2017年4月25日火曜日

熊野尾鷲道路で逆走防止対策

紀勢国道事務所発表資料より
 国土交通省紀勢国道事務所が、平成26年に全通し、尾鷲市と熊野市を最短距離で結んでいる 熊野尾鷲道路(国道42号バイパス)で、逆走対策工事を行うことを公表しました。すでに工事は終了しています。
 認知症患者などによる逆走は全国的に大きな社会問題になっています。高速道路とか、この熊野尾鷲道路のような自動車専用道路でも、誤進入や逆走をする車両による事故が多発していますが、逆走の5割はインターチェンジやジャンクションで発生していることから、進入禁止や逆走危険の注意喚起する高輝度矢印板や看板、路面表示やラバーポール(オレンジ色の樹脂製のポール)の設置などを行うもので、これにより逆走車、誤進入車の減少が期待されます。


 逆走、誤進入防止対策はすでに三重県内の一般国道でも進めらており、国道25号名阪国道の上野東ICや、国道23号中勢バイパス高茶屋地区などでも工事が行われています。しかし、その内容は熊野尾鷲道路と同様、看板の設置や、路面に矢印を引く、ポールを設置するといった簡易なもので、正常者のうっかりミスを防止する意味はあるかもしれませんが、認知症患者などにどこまで有効性があるかは非常に疑わしいところです。

 紀勢国道事務所の資料にあるように、高速道路で逆走事案を起こした運転者の7割は65歳以上です。熊野尾鷲道路が通る東紀州地域(三重県南部の尾鷲市、熊野市、紀北町、御浜町及び紀宝町の2市3町からなる地域)はもともと高齢化が進んでおり、しかも公共交通機関が不便で移動手段の多くを自家用車に頼っているので、ますますこれらへの危険性が高まっているわけです。

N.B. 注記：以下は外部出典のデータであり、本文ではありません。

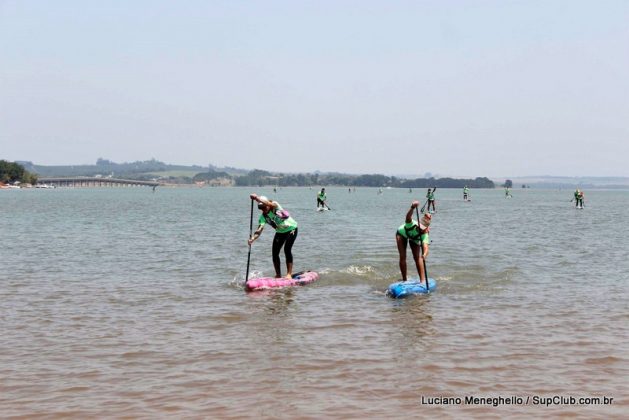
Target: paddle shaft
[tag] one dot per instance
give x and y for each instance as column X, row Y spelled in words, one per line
column 250, row 233
column 422, row 250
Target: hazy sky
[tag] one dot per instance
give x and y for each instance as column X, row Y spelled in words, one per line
column 460, row 88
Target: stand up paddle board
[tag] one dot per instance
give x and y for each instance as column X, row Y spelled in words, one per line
column 299, row 279
column 402, row 289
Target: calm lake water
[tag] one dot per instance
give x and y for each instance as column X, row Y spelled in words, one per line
column 123, row 302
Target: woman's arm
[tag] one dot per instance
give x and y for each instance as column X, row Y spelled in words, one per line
column 256, row 234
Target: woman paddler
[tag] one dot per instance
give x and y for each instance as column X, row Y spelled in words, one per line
column 285, row 232
column 417, row 234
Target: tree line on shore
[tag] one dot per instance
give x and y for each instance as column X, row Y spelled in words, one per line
column 150, row 170
column 259, row 177
column 11, row 172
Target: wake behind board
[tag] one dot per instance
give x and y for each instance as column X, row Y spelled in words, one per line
column 299, row 279
column 402, row 289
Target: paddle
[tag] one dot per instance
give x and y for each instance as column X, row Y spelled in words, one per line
column 422, row 250
column 250, row 233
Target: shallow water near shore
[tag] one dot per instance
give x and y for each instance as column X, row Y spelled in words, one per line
column 124, row 302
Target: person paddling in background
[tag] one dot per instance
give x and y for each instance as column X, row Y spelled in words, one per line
column 430, row 195
column 321, row 197
column 285, row 232
column 578, row 197
column 417, row 234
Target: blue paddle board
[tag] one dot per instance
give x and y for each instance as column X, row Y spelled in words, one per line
column 402, row 289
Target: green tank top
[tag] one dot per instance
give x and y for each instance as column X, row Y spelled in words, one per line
column 280, row 225
column 411, row 232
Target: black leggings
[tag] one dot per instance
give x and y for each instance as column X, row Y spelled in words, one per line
column 278, row 242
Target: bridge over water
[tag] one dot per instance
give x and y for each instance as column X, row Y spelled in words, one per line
column 83, row 181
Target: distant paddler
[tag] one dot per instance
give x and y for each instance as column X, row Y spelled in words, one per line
column 578, row 197
column 285, row 232
column 430, row 196
column 415, row 232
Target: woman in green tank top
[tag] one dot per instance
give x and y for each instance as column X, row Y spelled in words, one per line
column 285, row 232
column 417, row 234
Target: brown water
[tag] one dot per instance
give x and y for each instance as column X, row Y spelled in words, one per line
column 125, row 303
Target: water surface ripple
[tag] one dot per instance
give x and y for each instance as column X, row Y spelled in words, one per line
column 127, row 303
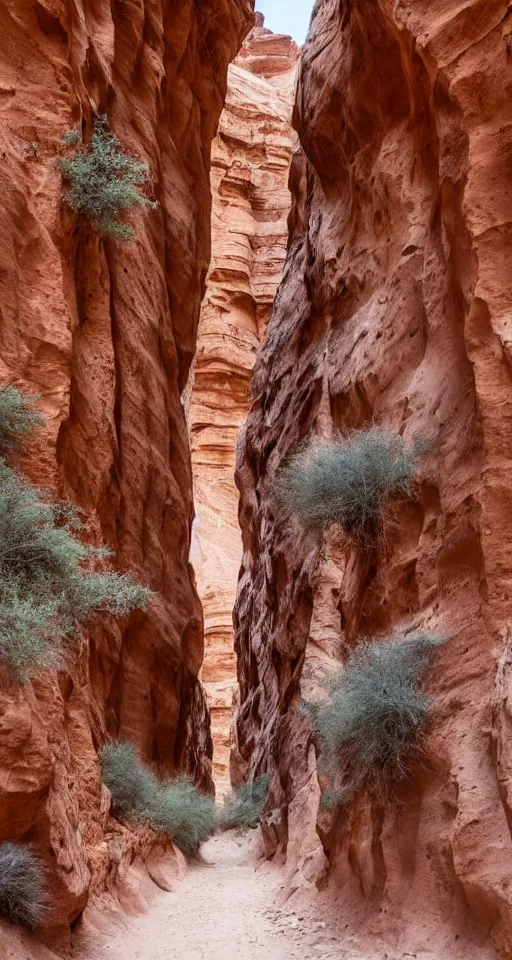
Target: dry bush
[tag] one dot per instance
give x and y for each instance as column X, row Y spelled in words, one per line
column 105, row 181
column 177, row 808
column 372, row 724
column 23, row 891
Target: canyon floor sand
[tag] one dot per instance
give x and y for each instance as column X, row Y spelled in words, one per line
column 225, row 909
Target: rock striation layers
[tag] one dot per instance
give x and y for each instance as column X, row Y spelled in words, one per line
column 395, row 308
column 251, row 201
column 105, row 333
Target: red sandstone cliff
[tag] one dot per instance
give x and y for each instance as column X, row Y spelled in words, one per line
column 105, row 333
column 395, row 307
column 251, row 201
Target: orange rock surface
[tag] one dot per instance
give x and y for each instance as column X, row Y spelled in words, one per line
column 395, row 307
column 251, row 201
column 105, row 333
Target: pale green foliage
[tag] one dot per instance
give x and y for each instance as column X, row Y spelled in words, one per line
column 18, row 418
column 71, row 138
column 372, row 723
column 23, row 890
column 345, row 482
column 177, row 808
column 243, row 810
column 29, row 632
column 45, row 592
column 104, row 182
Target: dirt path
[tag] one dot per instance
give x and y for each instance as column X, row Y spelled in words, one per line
column 223, row 910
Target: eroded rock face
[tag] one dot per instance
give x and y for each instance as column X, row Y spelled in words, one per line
column 394, row 308
column 105, row 333
column 251, row 201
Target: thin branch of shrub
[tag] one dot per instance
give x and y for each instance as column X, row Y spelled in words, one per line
column 24, row 898
column 47, row 586
column 373, row 722
column 105, row 182
column 243, row 809
column 347, row 483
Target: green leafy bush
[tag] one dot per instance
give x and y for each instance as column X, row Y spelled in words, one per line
column 104, row 182
column 23, row 890
column 243, row 810
column 18, row 418
column 372, row 723
column 346, row 482
column 177, row 808
column 45, row 592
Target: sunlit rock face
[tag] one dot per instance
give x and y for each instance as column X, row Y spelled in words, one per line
column 105, row 332
column 251, row 201
column 395, row 308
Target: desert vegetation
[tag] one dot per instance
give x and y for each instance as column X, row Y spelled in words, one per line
column 104, row 182
column 176, row 807
column 347, row 482
column 242, row 810
column 47, row 586
column 23, row 889
column 373, row 721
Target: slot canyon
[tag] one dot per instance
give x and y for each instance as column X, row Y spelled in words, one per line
column 217, row 246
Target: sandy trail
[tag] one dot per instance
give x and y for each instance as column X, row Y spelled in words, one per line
column 223, row 910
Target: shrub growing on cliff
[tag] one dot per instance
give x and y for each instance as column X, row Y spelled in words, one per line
column 23, row 891
column 177, row 808
column 373, row 722
column 18, row 418
column 243, row 810
column 104, row 182
column 346, row 482
column 45, row 592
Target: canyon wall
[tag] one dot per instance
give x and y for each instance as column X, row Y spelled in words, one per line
column 105, row 333
column 251, row 201
column 395, row 308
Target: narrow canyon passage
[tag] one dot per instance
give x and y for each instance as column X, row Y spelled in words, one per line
column 224, row 908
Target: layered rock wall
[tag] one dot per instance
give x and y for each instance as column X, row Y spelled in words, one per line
column 395, row 308
column 251, row 201
column 105, row 333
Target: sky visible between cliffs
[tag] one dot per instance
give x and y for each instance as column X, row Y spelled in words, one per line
column 287, row 16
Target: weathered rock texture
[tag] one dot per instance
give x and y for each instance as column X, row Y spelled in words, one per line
column 395, row 307
column 105, row 332
column 251, row 201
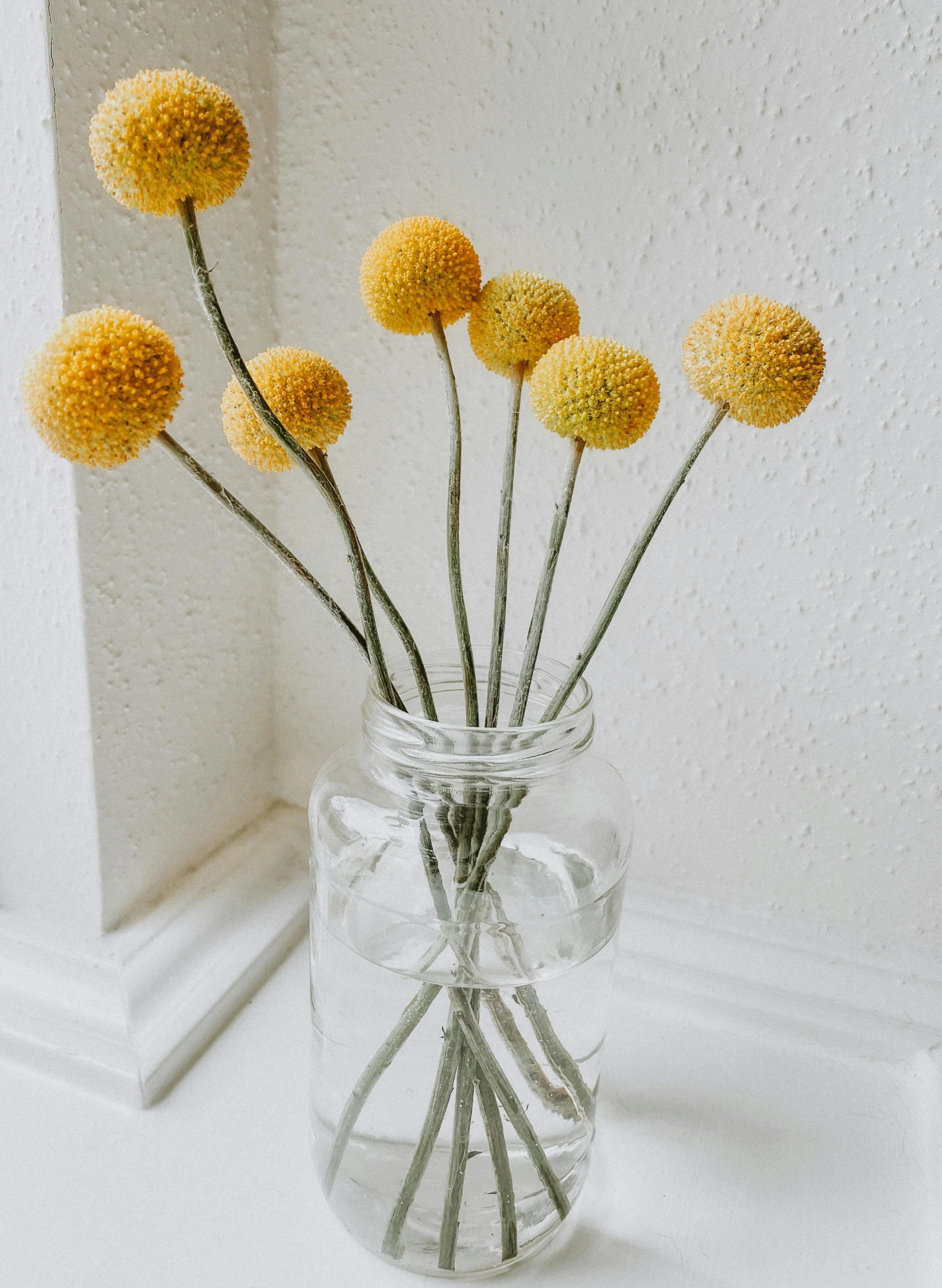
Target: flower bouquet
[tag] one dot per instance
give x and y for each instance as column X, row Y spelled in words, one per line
column 470, row 852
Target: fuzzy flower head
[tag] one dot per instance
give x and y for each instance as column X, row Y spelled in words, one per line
column 307, row 394
column 102, row 386
column 761, row 357
column 419, row 267
column 595, row 389
column 160, row 137
column 517, row 319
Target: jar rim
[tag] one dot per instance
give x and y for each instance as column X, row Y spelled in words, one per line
column 401, row 673
column 470, row 751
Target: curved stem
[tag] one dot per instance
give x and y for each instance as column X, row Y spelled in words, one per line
column 258, row 530
column 628, row 569
column 211, row 304
column 371, row 1073
column 458, row 604
column 545, row 587
column 499, row 1081
column 501, row 577
column 396, row 621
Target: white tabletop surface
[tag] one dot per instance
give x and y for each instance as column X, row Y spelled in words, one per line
column 723, row 1158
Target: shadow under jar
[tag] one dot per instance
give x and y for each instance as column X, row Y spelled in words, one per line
column 467, row 890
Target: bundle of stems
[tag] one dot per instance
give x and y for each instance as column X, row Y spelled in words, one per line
column 468, row 1069
column 107, row 383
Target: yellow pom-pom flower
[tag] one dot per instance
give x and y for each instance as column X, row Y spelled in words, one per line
column 419, row 267
column 517, row 319
column 102, row 386
column 307, row 394
column 160, row 137
column 761, row 357
column 595, row 389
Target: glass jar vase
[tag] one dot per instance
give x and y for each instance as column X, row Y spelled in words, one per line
column 467, row 890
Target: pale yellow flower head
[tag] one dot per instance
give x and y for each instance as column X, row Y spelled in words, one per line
column 102, row 386
column 160, row 137
column 419, row 267
column 761, row 357
column 517, row 317
column 307, row 394
column 595, row 389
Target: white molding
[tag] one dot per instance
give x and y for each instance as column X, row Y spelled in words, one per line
column 127, row 1014
column 811, row 983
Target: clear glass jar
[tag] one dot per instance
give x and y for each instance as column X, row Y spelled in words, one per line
column 467, row 891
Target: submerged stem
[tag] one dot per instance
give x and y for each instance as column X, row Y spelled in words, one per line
column 371, row 1074
column 628, row 569
column 258, row 530
column 502, row 572
column 453, row 525
column 545, row 587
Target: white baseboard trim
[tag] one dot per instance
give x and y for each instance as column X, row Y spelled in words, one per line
column 125, row 1015
column 815, row 984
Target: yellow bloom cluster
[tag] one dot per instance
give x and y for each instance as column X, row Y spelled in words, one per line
column 160, row 137
column 517, row 319
column 761, row 357
column 102, row 386
column 419, row 267
column 307, row 394
column 595, row 389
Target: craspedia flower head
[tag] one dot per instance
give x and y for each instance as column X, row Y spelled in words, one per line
column 102, row 386
column 419, row 267
column 307, row 394
column 517, row 319
column 761, row 357
column 160, row 137
column 595, row 389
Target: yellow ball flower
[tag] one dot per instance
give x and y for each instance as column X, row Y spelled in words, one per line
column 160, row 137
column 307, row 394
column 102, row 386
column 595, row 389
column 761, row 357
column 517, row 319
column 419, row 267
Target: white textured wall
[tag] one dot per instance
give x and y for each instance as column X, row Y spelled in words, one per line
column 48, row 830
column 771, row 688
column 177, row 598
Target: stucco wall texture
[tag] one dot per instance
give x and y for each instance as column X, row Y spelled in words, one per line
column 177, row 598
column 771, row 688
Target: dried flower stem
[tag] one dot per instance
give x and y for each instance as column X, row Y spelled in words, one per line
column 258, row 530
column 499, row 1081
column 545, row 587
column 458, row 604
column 628, row 569
column 435, row 1117
column 395, row 617
column 501, row 577
column 497, row 1142
column 371, row 1073
column 211, row 304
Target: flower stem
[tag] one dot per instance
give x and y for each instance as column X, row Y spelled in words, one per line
column 235, row 507
column 545, row 587
column 501, row 577
column 396, row 620
column 458, row 604
column 497, row 1142
column 628, row 569
column 211, row 304
column 371, row 1073
column 501, row 1084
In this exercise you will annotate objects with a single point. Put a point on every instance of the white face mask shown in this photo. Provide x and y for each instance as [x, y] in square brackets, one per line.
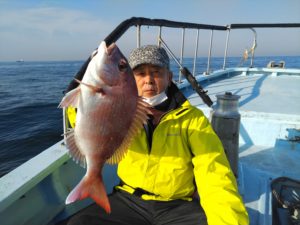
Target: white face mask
[157, 99]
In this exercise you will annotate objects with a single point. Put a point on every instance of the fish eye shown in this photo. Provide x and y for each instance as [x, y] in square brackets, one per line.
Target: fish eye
[123, 65]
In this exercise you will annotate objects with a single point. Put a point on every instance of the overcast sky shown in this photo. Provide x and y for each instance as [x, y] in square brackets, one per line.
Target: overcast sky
[69, 30]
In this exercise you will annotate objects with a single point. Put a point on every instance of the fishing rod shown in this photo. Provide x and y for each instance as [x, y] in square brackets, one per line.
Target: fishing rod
[188, 75]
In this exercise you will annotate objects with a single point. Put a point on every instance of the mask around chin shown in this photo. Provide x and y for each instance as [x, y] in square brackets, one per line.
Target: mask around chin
[156, 100]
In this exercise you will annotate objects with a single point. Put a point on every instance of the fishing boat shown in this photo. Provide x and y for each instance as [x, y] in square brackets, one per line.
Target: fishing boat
[263, 105]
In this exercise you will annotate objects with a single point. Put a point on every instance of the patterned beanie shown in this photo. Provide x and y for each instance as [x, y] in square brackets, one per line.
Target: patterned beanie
[149, 54]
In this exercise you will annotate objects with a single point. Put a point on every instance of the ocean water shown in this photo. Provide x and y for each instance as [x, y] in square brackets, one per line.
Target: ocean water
[30, 92]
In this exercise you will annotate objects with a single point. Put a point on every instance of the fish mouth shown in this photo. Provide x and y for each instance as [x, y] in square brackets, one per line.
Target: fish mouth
[110, 48]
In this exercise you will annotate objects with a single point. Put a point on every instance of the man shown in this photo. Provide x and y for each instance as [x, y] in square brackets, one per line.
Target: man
[176, 154]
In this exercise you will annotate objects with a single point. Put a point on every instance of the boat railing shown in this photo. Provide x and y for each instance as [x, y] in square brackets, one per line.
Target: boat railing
[139, 22]
[161, 24]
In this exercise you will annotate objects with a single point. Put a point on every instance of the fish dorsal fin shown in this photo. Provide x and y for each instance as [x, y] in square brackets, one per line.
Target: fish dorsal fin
[74, 151]
[71, 98]
[140, 118]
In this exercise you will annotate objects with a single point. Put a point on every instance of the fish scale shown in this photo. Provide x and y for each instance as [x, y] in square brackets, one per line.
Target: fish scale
[109, 115]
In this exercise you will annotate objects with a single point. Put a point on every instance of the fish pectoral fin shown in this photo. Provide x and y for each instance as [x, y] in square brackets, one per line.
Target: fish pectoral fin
[74, 151]
[92, 87]
[140, 118]
[70, 99]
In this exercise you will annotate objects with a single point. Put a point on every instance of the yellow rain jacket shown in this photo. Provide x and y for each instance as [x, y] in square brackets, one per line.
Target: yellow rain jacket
[184, 149]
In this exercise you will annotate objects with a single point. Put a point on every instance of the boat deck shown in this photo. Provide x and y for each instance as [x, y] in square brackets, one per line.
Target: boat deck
[269, 139]
[260, 92]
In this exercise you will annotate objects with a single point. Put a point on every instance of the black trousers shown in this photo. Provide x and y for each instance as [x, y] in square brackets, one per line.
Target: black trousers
[127, 209]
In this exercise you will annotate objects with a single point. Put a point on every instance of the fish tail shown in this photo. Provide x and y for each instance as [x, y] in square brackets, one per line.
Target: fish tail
[93, 188]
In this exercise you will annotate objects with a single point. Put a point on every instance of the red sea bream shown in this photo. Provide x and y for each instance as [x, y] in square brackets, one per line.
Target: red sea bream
[109, 114]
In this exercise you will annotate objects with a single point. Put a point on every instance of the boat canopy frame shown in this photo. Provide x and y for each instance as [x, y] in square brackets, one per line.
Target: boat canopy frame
[141, 21]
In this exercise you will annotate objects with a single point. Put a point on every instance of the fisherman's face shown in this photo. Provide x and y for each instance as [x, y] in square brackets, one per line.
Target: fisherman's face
[151, 80]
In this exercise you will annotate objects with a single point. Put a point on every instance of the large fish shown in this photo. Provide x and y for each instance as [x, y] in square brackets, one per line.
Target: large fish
[109, 114]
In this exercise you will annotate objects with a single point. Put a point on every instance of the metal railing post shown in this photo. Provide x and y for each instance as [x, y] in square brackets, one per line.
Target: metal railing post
[159, 36]
[226, 48]
[209, 52]
[138, 38]
[196, 53]
[181, 53]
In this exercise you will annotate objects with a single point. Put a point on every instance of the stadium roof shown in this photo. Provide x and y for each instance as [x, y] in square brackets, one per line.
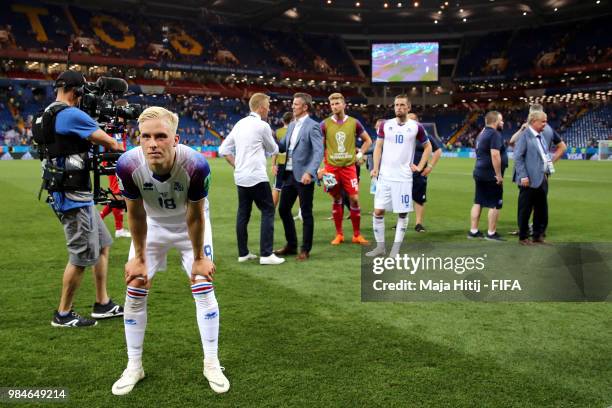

 国土交通省も「高速道路での今後の逆走対策に関するロードマップ」を策定し、2020年までに高速道路での逆走事故ゼロをめざす目標を設定して、道路、運転者、自動車のそれぞれの立場から、ハード・ソフト面での重層的な逆走対策を講じていくこととしているようであり、こうした対策は東紀州のような高齢化が進む交通不便地でこそ急がれるべきではないかと思います。

 国交省の案は ~高速道路における対策なので当然ですが~ ETC端末を利用した防止案になっています。すなわち、料金精算の用途以外にも大量のデータを高速でやり取りできる機能を持つ次世代ETC(ETC2.0)の通信機能を使い、センシング技術も取り入れていち早く逆走車を探知し、警告を与えるとともに警察など関係機関に通報するシステムを作るようです。
 もちろん、自動車自体の高機能化、つまり自動運転技術の普及も重要ではあるのですが、地方ではこうしたICTを活用した逆走防止技術の社会実証に取り組む必要性が高いといえるでしょう。
 住民が安全・安心に生活できることは何より大切なことですから、特産品開発や観光プロモーションに偏重している地方創生も発想を変えて、生活安全技術の導入といった方面にシフトしていくべきではないかと思います。